In order to create process curves with a realistic behaviour of process drifts, driftbench synthesizes curves by solving nonlinear optimization problems. By defining a function \(f(w(t), t)\) and support points \(x\) and \(y\), we can solve for the internal parameters \(w(t)\) such that all the conditions given by the support points are satisfied. The schema is explained in the following section.

Example curve

Synthetization

In the first step, we need to define latent information which encodes the shape of the curves to synthesize. This is done by formulating such a spec in a yaml-file. For example, the following spec defines a polynomial of 7-th degree:

example:
  N: 10000
  dimensions: 100
  x_scale: 0.2 
  y_scale: 0.2
  func: w[7]* x**7 + w[6]* x**6 + w[5]* x**5 +w[4]* x**4 + w[3] * x**3 + w[2] * x**2 + w[1] * x + w[0]
  w_init: np.zeros(8)
  latent_information:
    !LatentInformation
    x0: [0, 1, 3, 2, 4]
    y0: [0, 4, 7, 5, 0]
    x1: [1, 3]
    y1: [0, 0]
    x2: [1]
    y2: [0]
  drifts:
    !DriftSequence
      - !LinearDrift
        start: 1000
        end: 1100
        feature: y0     
        dimension: 2    
        m: 0.002
The root key defines the name of the dataset, in this case example. The other keys of this yaml structure are:

  • N: The number of curves to synthesize.
  • dimensions: The number of timesteps one curve consists of.
  • x_scale: The scale of a random gaussian noise which is applied to the x-latent information. If set to 0, no scale noise is applied.
  • y_scale: The scale of a random gaussian noise which is applied to the y-latent information. If set to 0, no scale noise is applied.
  • func: The function which defines the shape of a curve. The internal parameters are denoted as w, while the timesteps which are used to evaluate the curve are denoted as x.
  • w_init: The initial guess for the internal parameters. Must match the number of internal parameters defined in func.
  • latent_information: Contains a LatentInformation structure, which holds the latent information which defines the support points of the curves. The x_idenote the x-information for the i-th derivative of func, while the y_idenote the y-information respectively.
  • drifts: Contains a DriftSequence structure, which in turn holds a list of drifts, for example LinearDrift-structures. These drifts are applied in the specified manner on the latent information for each timestep defined as start as end within the N curves. The drift structure defines the feature and the dimension as well as internal parameters, like in this case the slope m.
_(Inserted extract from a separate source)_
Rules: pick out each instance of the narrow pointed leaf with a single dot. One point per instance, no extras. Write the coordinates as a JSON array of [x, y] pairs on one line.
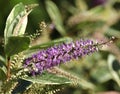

After setting up such a specification, you can call the sample_curves-function, and retrieve the coefficients, respective latent information and curve for each timestep.

coefficients, latent_information, curves = sample_curves(dataset["example"], measurement_scale=0.1)
By specifying a value for measurement_scale some gaussian noise with the specified scale is applied on each value for every curve. By default, \(5\%\) of the mean of the curves is used. If you want to omit the scale, set it to 0.0 explicitly.